In brief: Valdas Papievis novel "Odilė, or the airport loneliness" is for anyone in autumn, on the month of November, who does not want anything more - while looking at the storm clouds carried by wind - only that "at least one sister or brother, who had opened their hearts to the Lord... Would pray for us all... For us all, visiterus."

In the latest novel "Odilė, or the airport loneliness" (2015) the protagonist and narrator is staying with a ninety-year old Parisian Odilė. The tenant - by the way single - from the standpoint of attachment needs and values appears there incidentally. Nevertheless, no (!) he gets closer, coincides enough to be able to know another person’s world; reveals the entire life story and while following its dotted contours, pieces of fragments, feels the essence of the human being.

The vacuity of being threatens the one who cannot be met and who fails to meet the ones he wants. Senility or simply the attendants of the unable - the emptiness of time, stretched to infinity and the surplus of space in the novel; the aristocratic luxury of doing nothing aptly named with gentle irony. But sometimes doing nothing is a birthright, nicknamed idleness can even be an obligation, but senility (simply a disability) turns it into privilege - a penalty that tests, when "beauty... floods not only with happiness of being, but also stabs with the meaninglessness and finitude of being: a fall into the abyss of nothing around you and within you" (p. 28).

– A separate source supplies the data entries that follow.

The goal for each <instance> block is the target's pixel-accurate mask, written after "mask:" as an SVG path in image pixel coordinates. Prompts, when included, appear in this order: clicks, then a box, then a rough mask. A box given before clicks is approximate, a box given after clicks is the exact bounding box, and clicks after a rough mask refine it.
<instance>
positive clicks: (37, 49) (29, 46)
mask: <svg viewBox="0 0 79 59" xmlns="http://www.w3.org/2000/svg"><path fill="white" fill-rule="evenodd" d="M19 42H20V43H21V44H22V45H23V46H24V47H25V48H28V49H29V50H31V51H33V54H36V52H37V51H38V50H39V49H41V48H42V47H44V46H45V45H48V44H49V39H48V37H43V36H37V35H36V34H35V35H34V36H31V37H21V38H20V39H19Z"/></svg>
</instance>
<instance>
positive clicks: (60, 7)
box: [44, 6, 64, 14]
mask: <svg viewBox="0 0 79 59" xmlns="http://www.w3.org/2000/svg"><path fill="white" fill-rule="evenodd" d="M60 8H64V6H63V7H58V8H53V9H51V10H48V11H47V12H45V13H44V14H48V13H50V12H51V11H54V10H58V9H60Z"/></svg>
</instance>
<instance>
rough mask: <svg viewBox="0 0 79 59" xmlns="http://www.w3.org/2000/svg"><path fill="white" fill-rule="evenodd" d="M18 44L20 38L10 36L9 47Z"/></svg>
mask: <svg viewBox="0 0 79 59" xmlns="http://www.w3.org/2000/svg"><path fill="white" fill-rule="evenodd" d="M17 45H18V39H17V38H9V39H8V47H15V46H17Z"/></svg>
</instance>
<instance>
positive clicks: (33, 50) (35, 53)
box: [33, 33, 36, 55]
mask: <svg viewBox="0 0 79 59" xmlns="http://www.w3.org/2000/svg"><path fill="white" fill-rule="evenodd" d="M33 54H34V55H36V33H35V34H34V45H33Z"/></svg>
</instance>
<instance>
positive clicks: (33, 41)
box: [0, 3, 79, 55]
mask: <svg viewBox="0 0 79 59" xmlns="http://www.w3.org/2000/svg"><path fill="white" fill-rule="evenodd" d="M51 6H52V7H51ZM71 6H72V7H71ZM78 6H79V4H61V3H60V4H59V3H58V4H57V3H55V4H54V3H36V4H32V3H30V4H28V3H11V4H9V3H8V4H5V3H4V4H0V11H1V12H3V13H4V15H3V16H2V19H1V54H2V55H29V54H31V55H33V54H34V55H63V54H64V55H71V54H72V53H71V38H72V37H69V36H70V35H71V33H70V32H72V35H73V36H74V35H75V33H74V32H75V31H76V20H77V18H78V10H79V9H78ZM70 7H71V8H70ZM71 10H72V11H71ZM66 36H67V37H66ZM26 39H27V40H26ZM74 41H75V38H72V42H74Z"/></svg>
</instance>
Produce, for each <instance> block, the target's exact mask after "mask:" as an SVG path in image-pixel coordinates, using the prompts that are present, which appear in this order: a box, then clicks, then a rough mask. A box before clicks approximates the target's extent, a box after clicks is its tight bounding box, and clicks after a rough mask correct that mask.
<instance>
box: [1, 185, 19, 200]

You can immediately feel the V. Papievis writing style in "Odilė, or the airport loneliness." It sucks you in, poetic sentence ripples easily, nostalgically leading often more than one paragraph, thus, when the images are opening up and emotions waving - serene, dreamy sadness, playful delight - you unintentionally pause, you cannot run along the plot, the inside does not let you, you walk in an intoxicating rhythm, as if slowly shuffling the photographs in the album, remembering, returning meeting and greeting a person, a relative through the small universe light-years and light-years away. This was given great visual meaning by the designer of the book Asta Rastauskienė. A subtle variation of Pranas Gailius painting from the series "Sensitive surfaces" creates an allusion of human moving, floating in space.